Lo vediamo molto bene nell’adolescenza adottiva di ragazzi provenienti da paesi esteri, che recuperano prepotentemente usi, costumi gusti, modalità comportamentali, cure del corpo tipiche del loro paese di origine, in segno di forte affermazione delle proprie radici, spesso in opposizione alla famiglia adottiva, inevitabile passaggio per la costruzione di una identità legata alla doppia appartenenza.
Bakir ha 15 anni, adottato all’età di 6 mesi, proviene dall’Africa Sub-Sahariana. Un pomeriggio, dopo la scuola, all’insaputa dei genitori adottivi, si fa tatuare un segno tribale sulla schiena da un tatuatore abusivo che proviene dalla sua stessa terra. “Penso sia l’immagine del mio villaggio – mi dice – forse proprio quella della tribù dei miei genitori di là”.

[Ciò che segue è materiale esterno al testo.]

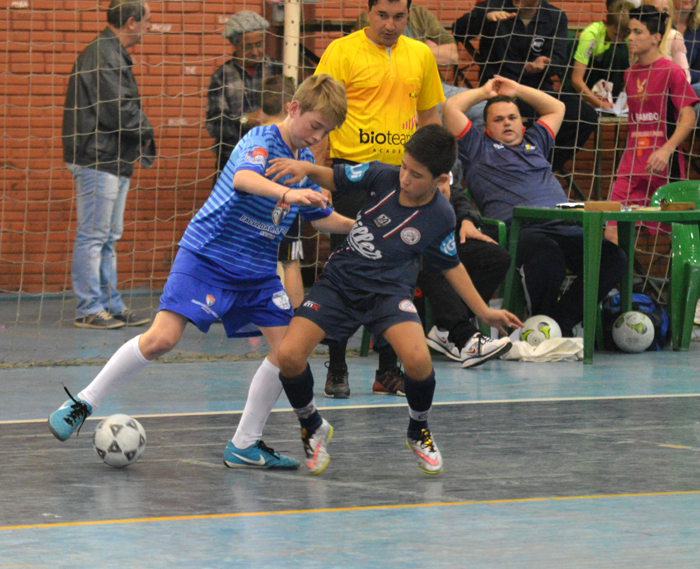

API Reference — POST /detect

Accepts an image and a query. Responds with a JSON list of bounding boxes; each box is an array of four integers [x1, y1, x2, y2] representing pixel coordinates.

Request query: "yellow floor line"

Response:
[[0, 490, 700, 531]]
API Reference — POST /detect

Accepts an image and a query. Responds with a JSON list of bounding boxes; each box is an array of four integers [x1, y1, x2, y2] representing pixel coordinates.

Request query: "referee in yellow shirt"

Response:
[[316, 0, 445, 399]]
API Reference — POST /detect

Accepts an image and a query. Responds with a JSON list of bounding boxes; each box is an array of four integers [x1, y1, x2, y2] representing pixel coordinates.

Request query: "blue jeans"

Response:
[[442, 83, 486, 132], [67, 164, 131, 318]]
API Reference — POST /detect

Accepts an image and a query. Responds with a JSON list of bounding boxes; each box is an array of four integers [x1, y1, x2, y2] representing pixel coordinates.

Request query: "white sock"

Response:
[[77, 335, 151, 413], [231, 358, 282, 450]]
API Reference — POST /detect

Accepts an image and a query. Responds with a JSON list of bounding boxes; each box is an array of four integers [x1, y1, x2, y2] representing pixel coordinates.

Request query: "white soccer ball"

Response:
[[520, 314, 561, 346], [92, 415, 146, 468], [613, 311, 654, 354]]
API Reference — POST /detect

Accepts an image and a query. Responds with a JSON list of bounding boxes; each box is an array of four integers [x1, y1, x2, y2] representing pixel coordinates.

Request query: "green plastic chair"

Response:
[[650, 181, 700, 351]]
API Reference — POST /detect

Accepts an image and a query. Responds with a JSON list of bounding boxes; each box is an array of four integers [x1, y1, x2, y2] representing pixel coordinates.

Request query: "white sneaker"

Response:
[[461, 332, 513, 368], [301, 419, 333, 476], [425, 326, 462, 362], [406, 429, 442, 474]]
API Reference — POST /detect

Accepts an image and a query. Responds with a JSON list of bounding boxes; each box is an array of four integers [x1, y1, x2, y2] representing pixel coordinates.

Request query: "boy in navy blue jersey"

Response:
[[267, 125, 522, 474], [49, 75, 353, 469]]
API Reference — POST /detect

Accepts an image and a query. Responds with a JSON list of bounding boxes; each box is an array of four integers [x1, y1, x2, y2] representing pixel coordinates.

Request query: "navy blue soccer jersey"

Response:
[[323, 162, 459, 297], [180, 125, 332, 289]]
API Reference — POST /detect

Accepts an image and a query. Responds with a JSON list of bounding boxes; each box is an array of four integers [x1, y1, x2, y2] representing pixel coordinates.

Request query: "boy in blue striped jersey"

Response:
[[49, 75, 354, 469]]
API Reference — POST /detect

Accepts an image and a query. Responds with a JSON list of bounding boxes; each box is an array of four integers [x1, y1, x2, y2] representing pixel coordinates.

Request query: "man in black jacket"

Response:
[[63, 0, 156, 329], [453, 0, 598, 172]]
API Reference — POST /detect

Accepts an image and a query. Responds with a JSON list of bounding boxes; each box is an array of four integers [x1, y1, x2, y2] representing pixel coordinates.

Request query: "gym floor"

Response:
[[0, 306, 700, 569]]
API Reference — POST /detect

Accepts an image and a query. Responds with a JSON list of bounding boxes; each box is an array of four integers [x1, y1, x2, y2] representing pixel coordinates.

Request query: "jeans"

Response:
[[67, 164, 131, 318], [442, 83, 486, 132]]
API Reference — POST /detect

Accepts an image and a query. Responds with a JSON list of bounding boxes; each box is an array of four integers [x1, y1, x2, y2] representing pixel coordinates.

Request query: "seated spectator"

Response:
[[444, 75, 627, 337], [453, 0, 598, 172], [206, 10, 282, 184], [644, 0, 690, 83], [356, 4, 483, 127], [571, 0, 634, 109], [605, 6, 698, 243]]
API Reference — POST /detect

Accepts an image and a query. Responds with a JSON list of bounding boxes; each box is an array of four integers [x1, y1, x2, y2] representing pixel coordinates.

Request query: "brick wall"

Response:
[[0, 0, 609, 293]]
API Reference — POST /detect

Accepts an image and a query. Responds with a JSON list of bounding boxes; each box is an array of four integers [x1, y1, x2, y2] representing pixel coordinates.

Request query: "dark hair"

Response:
[[484, 95, 518, 122], [107, 0, 146, 30], [629, 6, 668, 36], [367, 0, 411, 10], [404, 124, 457, 178], [260, 75, 296, 116]]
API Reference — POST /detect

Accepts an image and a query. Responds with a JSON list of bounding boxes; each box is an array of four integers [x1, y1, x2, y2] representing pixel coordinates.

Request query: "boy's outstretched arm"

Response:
[[233, 170, 328, 207], [443, 263, 523, 334], [265, 158, 335, 191], [311, 211, 355, 234]]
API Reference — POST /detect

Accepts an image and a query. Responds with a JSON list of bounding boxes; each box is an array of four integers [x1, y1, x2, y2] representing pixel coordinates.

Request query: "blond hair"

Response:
[[292, 73, 348, 128]]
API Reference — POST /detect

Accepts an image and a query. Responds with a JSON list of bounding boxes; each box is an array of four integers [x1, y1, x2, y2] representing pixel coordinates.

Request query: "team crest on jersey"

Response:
[[272, 201, 289, 225], [272, 290, 292, 310], [440, 233, 457, 257], [372, 214, 391, 227], [348, 221, 382, 260], [401, 227, 420, 245], [345, 163, 369, 182], [245, 146, 267, 165]]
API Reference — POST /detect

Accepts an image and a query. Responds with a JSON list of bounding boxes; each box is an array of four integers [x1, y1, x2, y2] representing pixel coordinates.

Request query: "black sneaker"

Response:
[[323, 362, 350, 399], [73, 310, 126, 330], [112, 308, 151, 326], [372, 367, 406, 397]]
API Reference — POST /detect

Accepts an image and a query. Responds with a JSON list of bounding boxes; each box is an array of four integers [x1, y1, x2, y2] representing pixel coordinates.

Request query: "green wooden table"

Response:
[[503, 206, 700, 364]]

I genitori di là, i genitori di qua, i genitori di prima e quelli di adesso, un succedersi spazio-temporale che porta con sè anche il corpo: c’è un corpo di là e uno di qua, uno di prima uno di ora, una serie di altrove che richiedono un lungo e complesso lavoro di integrazione.
“Qual è il mio vero corpo?” si domanda con rabbia e dolore Viola, 16 anni, adottata all’età di 11 tramite adozione nazionale. Da circa un anno ha ingaggiato una lotta estrema ed estenuante con i genitori adottivi poichè rifiuta di lavarsi; i capelli sono molto sporchi, indossa sempre gli stessi abiti, emana un cattivo odore e vive per strada, ”come se fosse una zingara”, dice con tono quasi di disprezzo la madre adottiva.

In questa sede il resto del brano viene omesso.